I successfully completed this course with a 97.7% mark. This course was once again broad and touched upon some big data technologies through a series of lectures, assignments and hands-on exercises. The focus was mainly on querying JSON data using MongoDB, analysing data using Pandas, and programming in Spark (Spark SQL, Spark Streaming, Spark MLLIB and Spark GraphX). All these were things I was curious about and it was great that they introduced these in the course. There were also an exercise on analysing tweets using both MongoDB and Spark. They had one section on something called Splunk which I thought was a waste of time but I guess they have to keep their sponsors happy.

This specialisation so far (I’m halfway through) has been fairly introductory and lacking depth. It’s been good to the extent that I feel like I’m aware of all these different technologies and would be able to know where to start if I was to use them for some specific application.¬†As I expected, this course was more hands-on which was great!

And here’s the certificate that I was awarded on completing the course.

Completed the Course “Big Data Modeling and Management Systems” offered by UCSD on Coursera

I successfully completed this course with a 100.0% mark. It was quite broad and covered a range of topics somewhat superficially, from Relational Databases, their relation to Big Data Management Systems, the various alternatives that exist for processing different types of big data. As with the first course, there were a lot of new names to grasp and connections to be made between the things they represented. The assignments were straightforward and involved running a few specific command-line tools and spreadsheet commands to process data and carry out some basic analysis just to get a feel for data tables and how one might go about extracting information from them. The final assignment involved completing an incomplete relational database design for a game. In my opinion, its goals could have been more precise, its connection to the course material more clear, and being a peer-graded assignment the evaluation criteria more well-defined. Quite a few learners seem to have lost out due to someone else not being able to evaluate their assignment properly due to the latter shortcoming. And as usual, here’s the certificate that I was awarded on completing the course.
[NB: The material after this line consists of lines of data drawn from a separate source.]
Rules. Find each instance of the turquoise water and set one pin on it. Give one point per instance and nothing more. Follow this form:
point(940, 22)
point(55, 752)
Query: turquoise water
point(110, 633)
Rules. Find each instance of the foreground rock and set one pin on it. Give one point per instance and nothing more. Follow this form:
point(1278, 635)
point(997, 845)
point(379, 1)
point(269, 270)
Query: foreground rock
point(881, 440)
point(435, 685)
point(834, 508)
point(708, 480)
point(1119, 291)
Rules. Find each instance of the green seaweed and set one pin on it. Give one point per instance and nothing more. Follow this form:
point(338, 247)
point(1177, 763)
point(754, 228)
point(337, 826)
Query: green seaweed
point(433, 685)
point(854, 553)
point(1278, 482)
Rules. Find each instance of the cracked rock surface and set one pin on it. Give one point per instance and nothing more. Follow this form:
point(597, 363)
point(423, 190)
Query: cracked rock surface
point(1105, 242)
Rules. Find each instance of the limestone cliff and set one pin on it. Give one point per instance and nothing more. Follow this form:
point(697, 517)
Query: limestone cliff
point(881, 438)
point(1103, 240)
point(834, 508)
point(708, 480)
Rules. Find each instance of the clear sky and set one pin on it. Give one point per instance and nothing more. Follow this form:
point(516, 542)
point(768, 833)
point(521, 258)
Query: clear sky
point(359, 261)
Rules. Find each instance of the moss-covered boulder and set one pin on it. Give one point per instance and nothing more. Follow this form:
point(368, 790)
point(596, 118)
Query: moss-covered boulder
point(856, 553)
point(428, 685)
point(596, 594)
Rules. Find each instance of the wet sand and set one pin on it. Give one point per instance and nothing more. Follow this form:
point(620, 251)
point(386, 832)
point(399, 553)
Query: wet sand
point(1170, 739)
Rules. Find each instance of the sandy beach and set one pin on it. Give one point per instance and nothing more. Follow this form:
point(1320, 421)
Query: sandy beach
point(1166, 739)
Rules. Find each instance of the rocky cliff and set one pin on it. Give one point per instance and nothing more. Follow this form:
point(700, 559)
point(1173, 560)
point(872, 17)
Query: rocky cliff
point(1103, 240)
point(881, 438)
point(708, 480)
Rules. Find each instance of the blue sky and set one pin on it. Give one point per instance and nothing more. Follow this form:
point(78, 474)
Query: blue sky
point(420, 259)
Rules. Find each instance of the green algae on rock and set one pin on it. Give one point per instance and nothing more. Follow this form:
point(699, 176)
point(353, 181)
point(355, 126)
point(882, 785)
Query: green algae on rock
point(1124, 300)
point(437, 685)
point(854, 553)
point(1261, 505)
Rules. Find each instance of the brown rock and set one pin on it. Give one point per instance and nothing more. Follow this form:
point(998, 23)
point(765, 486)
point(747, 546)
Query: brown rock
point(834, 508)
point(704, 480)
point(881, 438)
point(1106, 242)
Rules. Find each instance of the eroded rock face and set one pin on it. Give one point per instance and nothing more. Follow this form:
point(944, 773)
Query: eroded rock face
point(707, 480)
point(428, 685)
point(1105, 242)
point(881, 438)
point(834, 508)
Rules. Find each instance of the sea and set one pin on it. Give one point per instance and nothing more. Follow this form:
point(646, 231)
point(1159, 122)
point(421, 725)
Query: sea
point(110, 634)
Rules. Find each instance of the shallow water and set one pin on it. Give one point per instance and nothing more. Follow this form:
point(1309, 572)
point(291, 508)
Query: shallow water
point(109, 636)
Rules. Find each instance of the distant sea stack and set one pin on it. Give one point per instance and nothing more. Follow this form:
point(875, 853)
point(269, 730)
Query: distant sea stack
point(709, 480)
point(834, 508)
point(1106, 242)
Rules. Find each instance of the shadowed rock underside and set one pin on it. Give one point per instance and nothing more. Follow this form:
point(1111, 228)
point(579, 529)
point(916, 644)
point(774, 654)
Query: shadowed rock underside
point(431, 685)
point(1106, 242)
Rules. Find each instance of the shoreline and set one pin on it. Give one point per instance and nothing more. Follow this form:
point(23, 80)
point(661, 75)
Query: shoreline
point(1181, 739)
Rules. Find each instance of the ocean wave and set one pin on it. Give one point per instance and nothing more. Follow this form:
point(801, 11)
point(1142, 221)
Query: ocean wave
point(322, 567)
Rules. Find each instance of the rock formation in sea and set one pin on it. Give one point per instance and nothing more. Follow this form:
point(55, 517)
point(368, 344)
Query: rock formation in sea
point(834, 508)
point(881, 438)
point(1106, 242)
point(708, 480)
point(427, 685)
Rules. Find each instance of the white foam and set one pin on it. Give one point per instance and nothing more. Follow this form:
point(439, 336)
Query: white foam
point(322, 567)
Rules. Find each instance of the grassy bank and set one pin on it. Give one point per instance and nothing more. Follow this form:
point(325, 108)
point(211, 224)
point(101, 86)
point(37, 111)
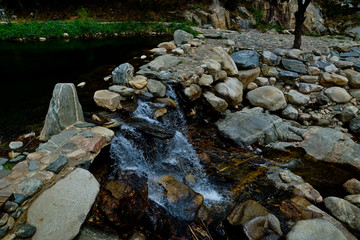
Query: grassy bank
point(74, 29)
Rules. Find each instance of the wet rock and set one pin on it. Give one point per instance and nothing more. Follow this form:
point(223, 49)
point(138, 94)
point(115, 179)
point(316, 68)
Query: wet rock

It looks like the upcoming courses in this specialisation contain more practical and hands-on exercises, so looking forward to that in the coming weeks!

Completed the Course “Introduction to Big Data” offered by UCSD on Coursera

I successfully completed this course with a 98.9% mark. It was easy and covered mostly definitions, some history of big data, big data jargon and very basic principles. There was an emphasis on what constitutes big data (in terms of size, variety, complexity, etc.), what kinds of analyses one can carries out on big data, what sources they can be from, and what tools one could use to analyse them. When it came to the latter, the course offered a brief introduction to the Hadoop¬† ecosystem that I found particularly interesting as I hadn’t ever worked with any of the software that is a part of this ecosystem. And there was also a simple assignment that gave one a taste of what working with Hadoop could be like. Here’s a link to the certificate I received from Coursera on completing this course.

Looking forward to the remaining courses in the Big Data specialisation!